The right side of FIG. 4 illustrates the light absorption spectra of the pellets prepared by magnetically capturing each of the magnetic substances. A solution containing the magnetic particles having a particle diameter of 100 nm (total volume 100 μL, Therma-Max:water=1:2 volume ratio), a solution containing the magnetic particles having a particle diameter of 1000 nm (1 μm) (total volume 100 μL, MyOne:water=1:7 volume ratio), and a solvent (distilled water, total volume 100 μL) were prepared, and each of these was loaded into a 362-well imaging plate. Each of the magnetic substances was deposited on the bottom of the plate to prepare pellets, and the absorbance spectrum was measured. The results indicated that the features observed in the suspension are substantially maintained in the pellets as well; specifically, in the case of the pellets containing the magnetic particles having a particle diameter of 100 nm, there is almost no absorption of incident light having a wavelength of 600 nm (0.6 μm) or more, and light observation can be performed in this range; and in the case of the pellets containing the magnetic particles having a particle diameter of 1000 nm (1 μm), strong light absorption is measured over the entire wavelength range of 0.25 to 1000 nm for measurement, and optical measurement with light of all wavelengths is difficult by using this type of beads.

Example 4

In this Example, tau protein was measured by SMC without washing by the sandwich method (B) using magnetic particles having a particle diameter of 100 nm (particle radius: 50 nm).

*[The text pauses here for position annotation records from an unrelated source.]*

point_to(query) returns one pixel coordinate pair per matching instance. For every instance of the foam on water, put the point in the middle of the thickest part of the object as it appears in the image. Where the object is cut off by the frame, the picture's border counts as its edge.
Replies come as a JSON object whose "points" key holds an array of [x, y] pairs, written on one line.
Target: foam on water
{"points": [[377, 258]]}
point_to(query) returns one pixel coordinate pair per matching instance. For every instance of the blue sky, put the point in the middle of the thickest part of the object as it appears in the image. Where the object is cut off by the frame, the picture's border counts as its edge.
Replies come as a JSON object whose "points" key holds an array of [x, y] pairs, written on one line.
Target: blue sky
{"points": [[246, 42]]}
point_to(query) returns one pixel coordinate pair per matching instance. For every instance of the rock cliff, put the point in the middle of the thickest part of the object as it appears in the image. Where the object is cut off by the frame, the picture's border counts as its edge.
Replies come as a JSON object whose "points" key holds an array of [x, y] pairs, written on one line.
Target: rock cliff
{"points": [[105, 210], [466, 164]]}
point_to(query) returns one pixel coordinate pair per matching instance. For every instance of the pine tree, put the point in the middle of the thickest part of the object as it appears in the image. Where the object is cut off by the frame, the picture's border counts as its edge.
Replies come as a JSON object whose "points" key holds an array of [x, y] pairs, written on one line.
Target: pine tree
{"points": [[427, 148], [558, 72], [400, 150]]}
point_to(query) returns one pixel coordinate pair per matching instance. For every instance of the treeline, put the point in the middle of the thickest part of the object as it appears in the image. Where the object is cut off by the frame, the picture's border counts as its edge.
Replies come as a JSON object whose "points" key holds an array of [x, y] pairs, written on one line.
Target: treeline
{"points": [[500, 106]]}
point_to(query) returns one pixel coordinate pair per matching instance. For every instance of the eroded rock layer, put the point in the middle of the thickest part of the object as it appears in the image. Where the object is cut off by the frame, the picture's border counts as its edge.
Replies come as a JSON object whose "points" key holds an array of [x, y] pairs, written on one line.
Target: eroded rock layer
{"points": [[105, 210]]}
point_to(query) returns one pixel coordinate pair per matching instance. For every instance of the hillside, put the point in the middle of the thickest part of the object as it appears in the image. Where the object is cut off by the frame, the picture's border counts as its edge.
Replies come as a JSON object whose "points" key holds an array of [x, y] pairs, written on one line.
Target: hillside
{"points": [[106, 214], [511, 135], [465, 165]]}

The phosphorylated tau protein (prepared in Example 2) was diluted to 10 ag/mL, 100 ag/mL, 100 ag/mL, 1 fg/mL, or 10 fg/mL, and 10 μL of the diluted protein was added to a mixed liquid (100 μL) containing an anti-tau antibody (Kishida phosphorylated tau antibody p7204 (Fab, biotinylated) (10 μg/100 μL buffer) as a capture antibody and an anti-tau antibody (Kishida tau antibody Tau1-20) (Fab, Alexa 647) (20 μg/100 μL buffer) as a detection antibody, and reaction was allowed to proceed at room temperature for 2 hours.

Therma Max (TM; JNC; avidinated magnetic particles) exposed to a blocking buffer (300 mM NaCl, 50 mM Hepes, 0.5% BSA, 0.01% Brij 35, 1% TRU Ultra) (room temperature for 1 hour or more) was used as a stock liquid (5 mg/mL). In this Example, immediately before use, the TM stock liquid was dispensed into a 96-well plate (Watson, 537-96-TP) (50 μL for each well), the beads were magnetically concentrated at 37° C. to remove the buffer, then 100 μL of the mixed liquid was added, and reaction was allowed to proceed for 1 hour. Thereafter, the reaction liquid containing TM was heated to 37° C. (for 3 minutes) and transferred to a 394-well imaging plate (Aurora Microplates ULB SQ/EB) at a high-temperature state. Pellets were formed on the bottom of the plate with a magnet (Thistile Scientific, VP 771G-4AAZM-1), and SMC was performed with SMCxPRO (Merk). In addition, the tau protein was decreased to ¼, and the same operation was performed.

As illustrated in FIG. 5, high measurement sensitivity was exhibited even without washing.

INDUSTRIAL APPLICABILITY

The method for detecting a test substance in a specimen and the magnetic particle of the present invention can be used for highly sensitive single molecular counting (SMC) measurement.